Conditions use the format <metric> <operator> <value>.
Metrics: pass_rate, mean_wall_ms, p95_wall_ms, total_cost_usd, mean_cost_per_run_usd, tool_success_rate, side_effect_violations, mean_tool_calls
Operators: <, <=, >, >=, ==, !=
Webhook alerts
await ks.alerts.create({
name: 'pass-rate-drop',
eval_id: 'fix-failing-test', // optional: only fire for this spec
condition: 'pass_rate < 0.8',
notify: 'webhook',
webhook_url: 'https://hooks.slack.com/services/T00/B00/xxx',
});Slack webhook URLs are auto-detected and receive rich Block Kit messages. Other URLs receive the raw JSON payload.
Slack Bot alerts
Post directly to a Slack channel using a bot token (SLACK_BOT_TOKEN env var on the server):
await ks.alerts.create({
name: 'cost-spike',
condition: 'mean_cost_per_run_usd > 2.00',
notify: 'slack',
slack_channel: '#agent-alerts',
});alerts.list() / alerts.delete(id)
const alerts = await ks.alerts.list();
await ks.alerts.delete('alert-abc123');Agents
Agent snapshots are immutable, versioned bundles of your agent code. Upload them and reference them in specs with agent.type: snapshot.
agents.upload(opts)
const snapshot = await ks.agents.upload({
name: 'my-agent',
entrypoint: ['python', 'main.py'],
runtime: 'python3.12',
tag: 'latest',
bundle: tarballBytes, // Uint8Array of the .tar.gz
});
// Returns: { id, name, version, tag, digest, size_bytes, entrypoint, created_at }agents.get(name, opts?)

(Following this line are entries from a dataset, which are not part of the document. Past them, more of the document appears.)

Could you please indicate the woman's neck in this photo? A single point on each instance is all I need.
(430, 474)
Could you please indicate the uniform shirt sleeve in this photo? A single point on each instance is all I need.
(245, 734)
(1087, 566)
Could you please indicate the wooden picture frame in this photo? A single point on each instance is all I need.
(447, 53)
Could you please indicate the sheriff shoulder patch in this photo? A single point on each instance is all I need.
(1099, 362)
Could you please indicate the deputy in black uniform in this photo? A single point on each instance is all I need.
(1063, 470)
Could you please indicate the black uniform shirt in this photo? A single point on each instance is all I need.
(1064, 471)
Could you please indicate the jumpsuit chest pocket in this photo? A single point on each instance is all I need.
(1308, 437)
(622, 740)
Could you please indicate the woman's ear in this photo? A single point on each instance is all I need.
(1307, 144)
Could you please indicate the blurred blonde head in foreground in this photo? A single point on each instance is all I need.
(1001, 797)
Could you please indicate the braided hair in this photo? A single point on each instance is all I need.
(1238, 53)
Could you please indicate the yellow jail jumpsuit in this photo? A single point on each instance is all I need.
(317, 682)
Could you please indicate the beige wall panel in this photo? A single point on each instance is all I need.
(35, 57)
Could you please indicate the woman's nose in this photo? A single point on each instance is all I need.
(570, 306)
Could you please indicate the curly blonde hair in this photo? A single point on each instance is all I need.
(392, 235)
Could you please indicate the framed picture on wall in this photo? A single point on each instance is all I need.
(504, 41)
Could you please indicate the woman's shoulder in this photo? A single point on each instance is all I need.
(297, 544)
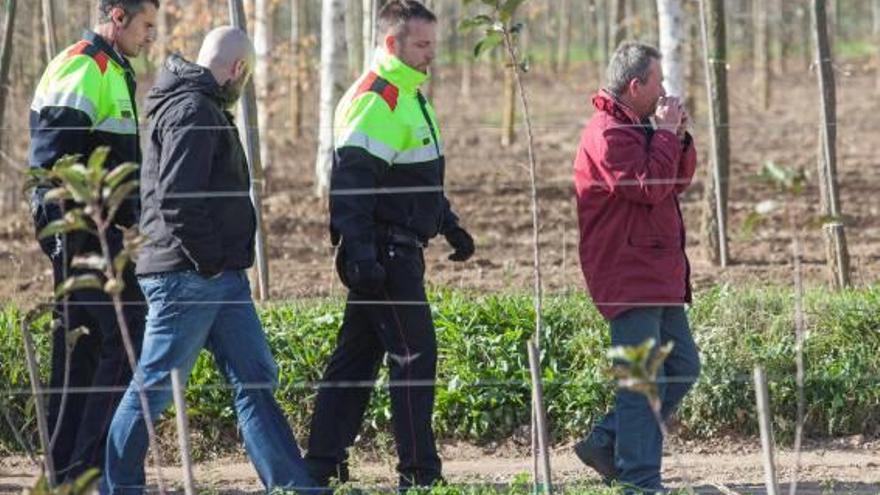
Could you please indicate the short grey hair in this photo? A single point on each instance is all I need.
(631, 60)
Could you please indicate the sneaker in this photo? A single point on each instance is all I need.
(598, 457)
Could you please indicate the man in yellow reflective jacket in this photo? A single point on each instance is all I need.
(85, 99)
(387, 202)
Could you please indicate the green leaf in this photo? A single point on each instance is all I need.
(509, 9)
(58, 195)
(490, 41)
(75, 179)
(80, 282)
(474, 22)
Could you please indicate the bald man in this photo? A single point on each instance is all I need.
(198, 217)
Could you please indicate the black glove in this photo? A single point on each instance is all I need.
(462, 242)
(364, 276)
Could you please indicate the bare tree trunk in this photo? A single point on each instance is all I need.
(263, 49)
(876, 11)
(673, 40)
(297, 19)
(761, 54)
(564, 46)
(368, 30)
(354, 36)
(836, 249)
(49, 29)
(714, 218)
(509, 108)
(160, 47)
(620, 30)
(6, 61)
(250, 130)
(333, 64)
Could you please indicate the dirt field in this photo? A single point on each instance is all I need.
(846, 467)
(488, 186)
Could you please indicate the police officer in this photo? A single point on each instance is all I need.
(85, 99)
(387, 201)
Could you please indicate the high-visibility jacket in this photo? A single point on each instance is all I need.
(389, 167)
(85, 99)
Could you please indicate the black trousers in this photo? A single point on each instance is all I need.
(397, 322)
(97, 360)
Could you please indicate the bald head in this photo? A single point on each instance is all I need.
(224, 49)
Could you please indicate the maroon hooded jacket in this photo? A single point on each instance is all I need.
(632, 238)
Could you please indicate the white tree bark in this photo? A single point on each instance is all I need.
(369, 31)
(354, 37)
(263, 48)
(673, 41)
(333, 68)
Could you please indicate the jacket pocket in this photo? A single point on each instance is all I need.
(655, 242)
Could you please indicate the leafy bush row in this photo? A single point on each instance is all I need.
(483, 392)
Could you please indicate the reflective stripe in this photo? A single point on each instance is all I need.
(372, 145)
(68, 100)
(117, 126)
(383, 151)
(418, 155)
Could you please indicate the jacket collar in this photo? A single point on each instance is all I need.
(606, 102)
(395, 71)
(102, 44)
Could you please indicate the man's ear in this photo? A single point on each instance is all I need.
(390, 43)
(634, 86)
(117, 15)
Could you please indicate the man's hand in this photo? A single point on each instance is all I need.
(365, 277)
(682, 128)
(669, 114)
(462, 242)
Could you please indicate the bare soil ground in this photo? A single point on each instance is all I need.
(848, 467)
(488, 186)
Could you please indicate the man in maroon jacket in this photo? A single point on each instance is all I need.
(628, 174)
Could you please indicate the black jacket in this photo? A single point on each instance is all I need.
(197, 213)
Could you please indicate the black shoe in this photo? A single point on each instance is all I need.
(598, 457)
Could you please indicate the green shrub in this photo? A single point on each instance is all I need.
(483, 393)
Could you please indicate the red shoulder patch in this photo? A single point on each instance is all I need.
(373, 83)
(102, 60)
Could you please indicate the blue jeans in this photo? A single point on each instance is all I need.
(188, 312)
(631, 425)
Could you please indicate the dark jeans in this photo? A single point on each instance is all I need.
(373, 326)
(188, 313)
(631, 425)
(97, 360)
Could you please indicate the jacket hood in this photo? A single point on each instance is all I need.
(178, 77)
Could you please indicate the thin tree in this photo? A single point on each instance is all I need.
(263, 49)
(298, 68)
(354, 36)
(6, 60)
(673, 42)
(333, 68)
(714, 221)
(49, 29)
(876, 12)
(762, 53)
(835, 237)
(563, 55)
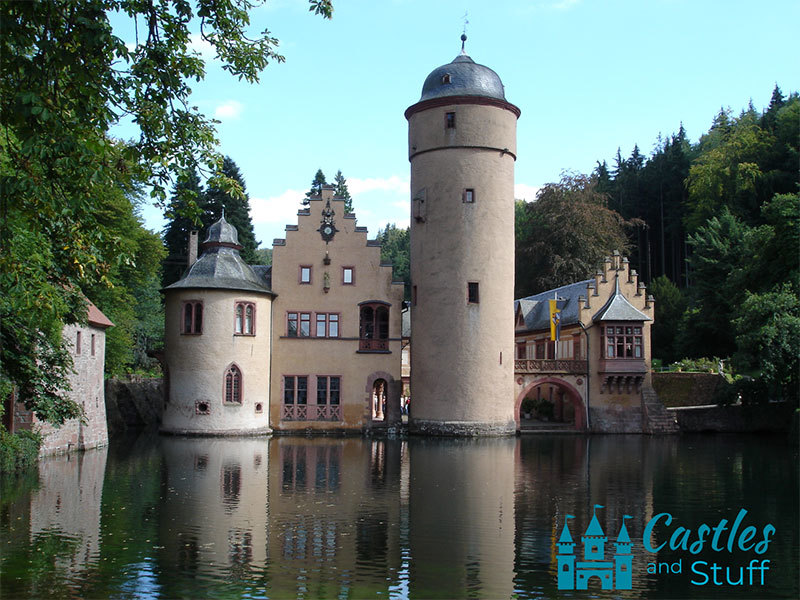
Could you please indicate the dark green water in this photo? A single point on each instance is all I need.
(355, 518)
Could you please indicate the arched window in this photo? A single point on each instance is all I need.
(245, 318)
(192, 317)
(233, 385)
(374, 327)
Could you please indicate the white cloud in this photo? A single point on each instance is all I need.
(526, 192)
(230, 109)
(395, 183)
(281, 209)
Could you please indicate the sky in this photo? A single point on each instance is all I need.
(590, 76)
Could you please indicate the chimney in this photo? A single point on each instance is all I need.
(192, 248)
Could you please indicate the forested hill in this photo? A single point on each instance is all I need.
(711, 227)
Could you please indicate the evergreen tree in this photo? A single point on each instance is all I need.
(316, 186)
(185, 211)
(236, 206)
(341, 191)
(396, 249)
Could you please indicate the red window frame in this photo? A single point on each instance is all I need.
(241, 318)
(233, 385)
(329, 323)
(623, 342)
(192, 317)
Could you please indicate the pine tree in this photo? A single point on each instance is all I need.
(176, 233)
(341, 191)
(236, 210)
(316, 186)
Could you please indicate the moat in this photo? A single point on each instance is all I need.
(329, 517)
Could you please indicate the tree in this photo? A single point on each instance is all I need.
(66, 79)
(564, 234)
(236, 208)
(187, 190)
(768, 338)
(396, 249)
(316, 186)
(670, 306)
(341, 191)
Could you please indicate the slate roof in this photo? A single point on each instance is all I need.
(536, 308)
(220, 266)
(619, 309)
(96, 317)
(467, 78)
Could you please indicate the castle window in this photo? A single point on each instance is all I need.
(327, 325)
(233, 385)
(328, 390)
(348, 275)
(623, 341)
(473, 296)
(374, 327)
(298, 324)
(245, 318)
(192, 317)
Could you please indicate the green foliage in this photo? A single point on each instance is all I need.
(186, 212)
(18, 451)
(670, 306)
(235, 206)
(341, 191)
(564, 235)
(767, 328)
(66, 80)
(316, 186)
(396, 249)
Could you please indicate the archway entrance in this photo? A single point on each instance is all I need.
(550, 402)
(379, 389)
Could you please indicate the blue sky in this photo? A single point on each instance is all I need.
(589, 76)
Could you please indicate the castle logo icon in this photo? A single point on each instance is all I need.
(613, 574)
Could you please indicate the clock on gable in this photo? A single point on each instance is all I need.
(327, 228)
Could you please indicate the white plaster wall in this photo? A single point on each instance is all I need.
(197, 364)
(457, 371)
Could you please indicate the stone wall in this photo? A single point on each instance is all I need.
(686, 389)
(772, 417)
(133, 403)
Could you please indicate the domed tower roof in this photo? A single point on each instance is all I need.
(221, 266)
(462, 81)
(462, 77)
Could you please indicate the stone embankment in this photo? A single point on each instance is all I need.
(133, 403)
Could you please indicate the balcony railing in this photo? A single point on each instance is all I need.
(560, 365)
(373, 345)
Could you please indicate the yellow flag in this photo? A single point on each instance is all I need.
(555, 321)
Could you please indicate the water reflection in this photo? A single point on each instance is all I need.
(350, 517)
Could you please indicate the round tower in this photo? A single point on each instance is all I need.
(217, 343)
(462, 149)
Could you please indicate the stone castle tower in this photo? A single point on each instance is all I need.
(462, 149)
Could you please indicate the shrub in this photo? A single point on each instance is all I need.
(18, 450)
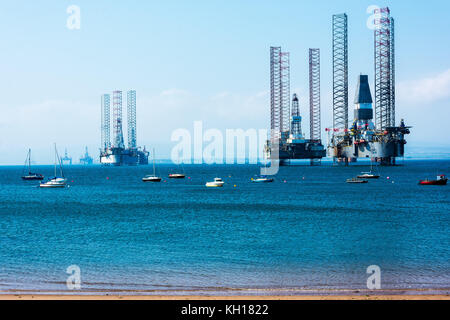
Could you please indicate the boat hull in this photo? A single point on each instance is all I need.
(262, 180)
(214, 185)
(434, 183)
(368, 177)
(52, 186)
(177, 176)
(32, 178)
(151, 179)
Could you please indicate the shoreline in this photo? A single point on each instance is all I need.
(226, 298)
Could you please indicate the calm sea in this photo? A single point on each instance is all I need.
(308, 231)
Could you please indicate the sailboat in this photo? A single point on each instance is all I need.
(56, 182)
(153, 177)
(31, 175)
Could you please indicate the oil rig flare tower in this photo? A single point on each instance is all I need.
(286, 139)
(382, 141)
(116, 153)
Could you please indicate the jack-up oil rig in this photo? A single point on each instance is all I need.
(115, 153)
(382, 141)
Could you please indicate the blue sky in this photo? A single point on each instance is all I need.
(198, 60)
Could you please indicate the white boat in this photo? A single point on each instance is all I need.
(55, 182)
(152, 177)
(368, 175)
(262, 180)
(177, 176)
(217, 183)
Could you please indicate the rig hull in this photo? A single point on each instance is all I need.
(123, 157)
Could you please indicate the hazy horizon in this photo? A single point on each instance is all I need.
(205, 61)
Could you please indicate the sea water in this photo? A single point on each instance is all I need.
(308, 231)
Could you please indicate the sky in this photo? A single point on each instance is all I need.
(199, 61)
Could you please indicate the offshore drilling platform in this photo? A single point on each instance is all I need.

const latest = await ks.agents.get('my-agent');
const tagged = await ks.agents.get('my-agent', { tag: 'stable' });
const specific = await ks.agents.get('my-agent', { version: 3 });agents.list(opts?) / agents.listVersions(name, opts?)
const page = await ks.agents.list({ limit: 50 });
// Returns: { items: AgentSnapshot[], next_cursor?: string }
const versions = await ks.agents.listVersions('my-agent');agents.delete(snapshot)
Pass the full snapshot object, not just the ID.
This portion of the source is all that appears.